Selain pidana penjara, pelanggaran diancam sanksi pengusiran paksa penghuni satu lantai. Namun, satu tahun sejak relokasi lebih dari 1.000 keluarga ke rusun itu belum pernah terjadi pengusiran paksa penghuni satu lantai.
Padahal, selain unit rumah, alih sewa diduga terjadi pada beberapa kios di lantai dasar rusun.

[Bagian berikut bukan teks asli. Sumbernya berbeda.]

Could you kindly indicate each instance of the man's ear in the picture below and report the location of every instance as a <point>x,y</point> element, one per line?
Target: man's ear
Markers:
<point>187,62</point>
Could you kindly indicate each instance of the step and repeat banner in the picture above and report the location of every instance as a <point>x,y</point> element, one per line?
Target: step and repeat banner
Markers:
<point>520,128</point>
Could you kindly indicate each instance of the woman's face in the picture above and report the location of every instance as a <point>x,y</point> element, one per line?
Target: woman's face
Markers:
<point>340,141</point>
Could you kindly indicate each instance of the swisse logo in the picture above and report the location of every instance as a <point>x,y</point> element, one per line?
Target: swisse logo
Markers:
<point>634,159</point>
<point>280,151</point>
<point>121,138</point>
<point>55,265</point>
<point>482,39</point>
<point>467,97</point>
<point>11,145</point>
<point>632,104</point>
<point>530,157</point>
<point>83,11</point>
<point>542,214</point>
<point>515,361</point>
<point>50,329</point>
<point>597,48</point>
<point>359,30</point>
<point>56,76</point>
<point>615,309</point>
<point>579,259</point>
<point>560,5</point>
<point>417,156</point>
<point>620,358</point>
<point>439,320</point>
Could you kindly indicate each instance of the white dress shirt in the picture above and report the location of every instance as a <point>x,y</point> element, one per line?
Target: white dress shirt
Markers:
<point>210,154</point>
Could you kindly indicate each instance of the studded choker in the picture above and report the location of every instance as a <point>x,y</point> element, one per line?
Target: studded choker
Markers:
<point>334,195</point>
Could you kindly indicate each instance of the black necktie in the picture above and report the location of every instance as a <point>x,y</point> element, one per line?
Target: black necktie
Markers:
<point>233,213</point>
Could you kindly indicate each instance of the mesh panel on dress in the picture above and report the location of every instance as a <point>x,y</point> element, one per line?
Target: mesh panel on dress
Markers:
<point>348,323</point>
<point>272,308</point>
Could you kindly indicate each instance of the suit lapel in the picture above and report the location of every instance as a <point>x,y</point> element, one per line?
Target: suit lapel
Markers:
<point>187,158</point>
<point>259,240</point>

Sebagian kios tidak lagi buka, termasuk sejumlah gerobak yang sebelumnya diberikan cuma-cuma kepada warga yang direlokasi dari bantaran sungai dan waduk.
Di lantai dasar Blok 2 Kluster B, misalnya, enam dari sembilan gerobak tidak dipakai lagi. Situasi serupa terjadi di Blok 3 Kluster B yang menjadi tempat penampungan warga dari bantaran Waduk Pluit.
Disewa Rp 8 juta
Menurut seorang penghuni, satu unit rusun yang berukuran 30 meter persegi di Kluster B Rusun Marunda dialihsewakan kepada orang lain seharga Rp 5 juta hingga Rp 8 juta per tahun. Alasannya, penghasilan penghuni tak cukup untuk memenuhi kebutuhan hidup, termasuk membayar uang sewa rumah, air, dan membeli pulsa listrik.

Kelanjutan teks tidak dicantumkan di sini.